Enough; to the tedium/interest or whatever Granny can offer of her day to day life. Mainly this week it is all about the weather. All the forecasts have been blethering on about wanted, so-far unarrived rain; all of them showing little clouds with drops falling from them,. What rain? But then they never do get this one right; the wind on its shift round to the south and south west, from where the rain comes, sticks east or south east quite without warning. But when it does it brings as now the 'calima', the high dry desert wind, straight from the Sahara, drying up everything, instead of soaking it, though cold at this time of year. Hiding everything in a fog of dust, covering all surfaces, making your eyes prickle. It also whips up the sea. The reality of island life makes itself plain when the soaking liquid for Granny's contact lenses - she needs it urgently - does not arrive because the boat bringing it from another island cannot dock owing to the 'bad weather'. Down at the port end of the main resort yesterday - Granny's course takes place there - even the tourists had resorted to jackets. Usually their pale skins are paraded past in a bare minimum of covering, making strange contrast with the fleeces, anoraks, polo-necked sweaters of the mostly sun-tanned 'alumni' - pupils - of the Spanish language courses when, between classes, they stand outside the lofty, cold and damp classrooms in which they work grubbing up a little bit of light and sun.
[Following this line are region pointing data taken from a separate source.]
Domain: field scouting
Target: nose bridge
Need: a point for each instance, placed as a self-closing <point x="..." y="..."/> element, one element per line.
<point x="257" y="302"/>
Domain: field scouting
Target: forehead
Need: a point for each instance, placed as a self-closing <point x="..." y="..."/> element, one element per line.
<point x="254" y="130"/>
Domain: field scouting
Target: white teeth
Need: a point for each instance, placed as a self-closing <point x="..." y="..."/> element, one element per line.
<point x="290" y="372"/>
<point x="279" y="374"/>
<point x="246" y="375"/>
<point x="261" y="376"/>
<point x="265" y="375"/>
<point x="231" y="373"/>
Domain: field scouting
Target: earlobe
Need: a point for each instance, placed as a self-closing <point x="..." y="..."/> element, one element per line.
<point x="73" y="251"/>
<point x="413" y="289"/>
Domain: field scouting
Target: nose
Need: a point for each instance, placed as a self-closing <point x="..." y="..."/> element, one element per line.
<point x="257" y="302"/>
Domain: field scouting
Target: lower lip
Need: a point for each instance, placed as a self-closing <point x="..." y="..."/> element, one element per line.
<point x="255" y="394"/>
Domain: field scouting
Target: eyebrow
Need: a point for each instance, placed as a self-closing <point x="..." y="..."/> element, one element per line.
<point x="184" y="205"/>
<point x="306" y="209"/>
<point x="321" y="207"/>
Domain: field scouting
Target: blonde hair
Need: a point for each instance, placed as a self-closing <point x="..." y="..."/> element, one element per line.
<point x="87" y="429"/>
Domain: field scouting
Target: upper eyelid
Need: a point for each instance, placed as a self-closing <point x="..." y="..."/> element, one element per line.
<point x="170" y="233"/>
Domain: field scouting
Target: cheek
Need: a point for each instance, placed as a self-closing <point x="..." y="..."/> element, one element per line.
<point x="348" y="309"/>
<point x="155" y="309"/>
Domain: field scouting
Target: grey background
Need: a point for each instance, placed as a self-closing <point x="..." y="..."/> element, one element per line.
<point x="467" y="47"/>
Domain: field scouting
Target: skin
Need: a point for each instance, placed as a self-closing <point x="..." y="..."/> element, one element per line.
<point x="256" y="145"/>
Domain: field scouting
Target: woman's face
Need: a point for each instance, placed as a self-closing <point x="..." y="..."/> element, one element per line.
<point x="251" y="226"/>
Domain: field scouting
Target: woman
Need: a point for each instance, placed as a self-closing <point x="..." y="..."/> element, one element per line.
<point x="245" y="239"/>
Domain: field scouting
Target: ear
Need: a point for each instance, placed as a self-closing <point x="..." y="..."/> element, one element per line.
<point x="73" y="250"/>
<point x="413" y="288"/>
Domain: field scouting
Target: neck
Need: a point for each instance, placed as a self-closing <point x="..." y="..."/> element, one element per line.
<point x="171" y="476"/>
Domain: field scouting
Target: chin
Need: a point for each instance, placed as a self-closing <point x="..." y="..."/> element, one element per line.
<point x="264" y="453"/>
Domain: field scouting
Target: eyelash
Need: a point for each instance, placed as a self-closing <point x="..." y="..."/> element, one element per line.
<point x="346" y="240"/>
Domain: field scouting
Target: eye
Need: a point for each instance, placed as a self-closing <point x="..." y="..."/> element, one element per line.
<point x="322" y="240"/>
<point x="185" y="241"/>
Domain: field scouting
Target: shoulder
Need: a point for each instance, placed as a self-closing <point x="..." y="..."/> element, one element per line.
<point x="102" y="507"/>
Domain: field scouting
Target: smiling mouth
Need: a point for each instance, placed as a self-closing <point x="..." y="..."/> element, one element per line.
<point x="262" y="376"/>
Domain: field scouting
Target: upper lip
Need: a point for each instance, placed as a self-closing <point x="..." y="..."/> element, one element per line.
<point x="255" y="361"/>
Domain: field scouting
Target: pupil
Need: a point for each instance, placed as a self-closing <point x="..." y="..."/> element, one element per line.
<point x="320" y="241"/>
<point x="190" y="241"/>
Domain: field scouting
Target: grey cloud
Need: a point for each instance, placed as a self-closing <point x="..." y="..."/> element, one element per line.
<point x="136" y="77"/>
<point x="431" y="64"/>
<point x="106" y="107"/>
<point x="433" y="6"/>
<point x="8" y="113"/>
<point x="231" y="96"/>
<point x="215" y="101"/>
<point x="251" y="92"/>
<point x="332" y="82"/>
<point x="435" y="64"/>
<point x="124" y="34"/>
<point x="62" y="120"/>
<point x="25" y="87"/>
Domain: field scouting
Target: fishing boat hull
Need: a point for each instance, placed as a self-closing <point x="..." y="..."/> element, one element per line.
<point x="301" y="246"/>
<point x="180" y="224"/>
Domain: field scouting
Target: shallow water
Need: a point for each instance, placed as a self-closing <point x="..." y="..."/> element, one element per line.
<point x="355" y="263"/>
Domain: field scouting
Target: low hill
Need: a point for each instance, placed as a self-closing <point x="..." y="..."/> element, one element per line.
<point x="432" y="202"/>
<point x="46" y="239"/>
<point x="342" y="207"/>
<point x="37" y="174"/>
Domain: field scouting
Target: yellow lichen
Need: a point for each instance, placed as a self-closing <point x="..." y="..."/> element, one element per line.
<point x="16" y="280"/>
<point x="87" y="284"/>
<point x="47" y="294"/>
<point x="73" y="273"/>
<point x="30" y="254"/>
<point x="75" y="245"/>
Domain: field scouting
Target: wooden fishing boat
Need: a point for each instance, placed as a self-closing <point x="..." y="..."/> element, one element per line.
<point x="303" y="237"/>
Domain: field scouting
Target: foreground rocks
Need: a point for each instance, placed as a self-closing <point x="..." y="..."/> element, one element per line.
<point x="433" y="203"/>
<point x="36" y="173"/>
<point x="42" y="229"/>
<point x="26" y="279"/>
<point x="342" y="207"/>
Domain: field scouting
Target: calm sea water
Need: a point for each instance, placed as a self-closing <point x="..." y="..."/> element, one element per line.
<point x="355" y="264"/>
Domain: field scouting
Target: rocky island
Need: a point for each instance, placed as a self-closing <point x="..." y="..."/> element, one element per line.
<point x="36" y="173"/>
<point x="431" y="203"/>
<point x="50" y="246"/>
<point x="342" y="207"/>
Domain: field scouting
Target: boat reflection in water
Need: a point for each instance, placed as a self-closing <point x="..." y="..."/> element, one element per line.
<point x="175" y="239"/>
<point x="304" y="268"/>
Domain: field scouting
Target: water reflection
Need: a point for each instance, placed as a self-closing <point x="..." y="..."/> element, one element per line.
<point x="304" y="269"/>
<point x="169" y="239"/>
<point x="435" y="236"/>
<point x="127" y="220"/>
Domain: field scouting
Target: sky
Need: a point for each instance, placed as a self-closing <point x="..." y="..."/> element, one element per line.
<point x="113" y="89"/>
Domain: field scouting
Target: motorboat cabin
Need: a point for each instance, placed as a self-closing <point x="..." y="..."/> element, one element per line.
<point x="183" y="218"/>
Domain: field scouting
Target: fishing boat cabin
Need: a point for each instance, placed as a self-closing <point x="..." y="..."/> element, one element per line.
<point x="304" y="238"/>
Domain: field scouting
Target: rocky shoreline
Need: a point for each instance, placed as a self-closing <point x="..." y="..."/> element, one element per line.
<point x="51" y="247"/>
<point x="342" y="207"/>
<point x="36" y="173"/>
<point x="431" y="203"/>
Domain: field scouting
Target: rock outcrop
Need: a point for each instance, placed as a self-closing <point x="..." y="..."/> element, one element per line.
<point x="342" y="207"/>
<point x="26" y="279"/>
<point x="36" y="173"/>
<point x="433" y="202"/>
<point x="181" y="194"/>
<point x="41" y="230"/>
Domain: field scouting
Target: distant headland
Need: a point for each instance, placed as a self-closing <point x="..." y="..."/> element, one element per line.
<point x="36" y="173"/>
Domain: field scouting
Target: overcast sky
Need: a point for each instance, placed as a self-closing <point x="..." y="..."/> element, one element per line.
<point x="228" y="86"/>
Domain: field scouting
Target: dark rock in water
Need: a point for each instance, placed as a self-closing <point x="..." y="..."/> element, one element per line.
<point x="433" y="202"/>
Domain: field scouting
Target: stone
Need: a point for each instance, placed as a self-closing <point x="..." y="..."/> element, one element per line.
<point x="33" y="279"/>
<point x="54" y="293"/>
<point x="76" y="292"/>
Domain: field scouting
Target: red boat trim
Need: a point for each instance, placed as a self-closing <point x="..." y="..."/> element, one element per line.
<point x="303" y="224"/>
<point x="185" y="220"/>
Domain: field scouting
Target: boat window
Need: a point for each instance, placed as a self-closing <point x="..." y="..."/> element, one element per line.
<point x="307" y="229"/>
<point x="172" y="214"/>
Not that the tourists don't feel the cold sometimes. In consequence of the visiting friends from England, staying in the complex at the far end of the resort, Granny has learned that all of these complexes have stone floors, that none of these are covered by the smallest rug and that there is no heating of any kind. The holiday rep rang up the friends at home the night before they were due to leave to urge them to bring 'warm slippers.' They went to the nearest pharmacist soon after arrival in search of a hot water bottle - a hot water 'bag' in Spanish it turns out; their phrase book hadn't covered any such thing. 'There's been a run on them,' he said. 'This is the last one.' Memo to tourists - bring hot-water bottles, shawls as well as slippers, alongside the sun cream and bathing costumes.

And now this; dust, wind, blowing them off their feet. . As she said to her friends on Tuesday night - very kindly they took Granny and Beloved out to dinner - 'you've seen the island in its true self.' It didn't seem to put them off. They even claimed to love it, despite the cold floors, feet, beds. Masochists, all - most - Brits.

Granny - doing a Pepys; he was always painstakingly precise - will tell you that she has made three cakes this week, baked a batch of biscuits, had the broken loo in her bathroom fixed - Mr Handsome reappeared, shamefaced, on Monday - done several loads of washing, cleaned out the cat tray several times, done a lot of Spanish homework. Beloved meantime has been cooking rabbit, squid etc for the freezer, made and printed out a list of bar prices, all of this in aid of the visitors to come next month. Both of them have been discussing menus. They also, naturally, 'so'd themselves to bed' the requisite number of times.

She has also been outed by one of the 'profesors' as she fumbled through her papers, dropped them on the floor, etc etc in fruitless search for a piece of homework she was supposed to have done for him. 'You must be so disorganised because you are a writer, P...' Granny - terminally disorganised - has made use of this excuse all her life. She's not so entirely sure she likes having it flung in her face. Despite being reasonably good at Spanish grammar she's assuming the all too familiar role of class buffoon/idiot; obviously. She'd forgotten this inevitable aspect - even at her age you cannot escape such parts of yourself it seems -of going back to school.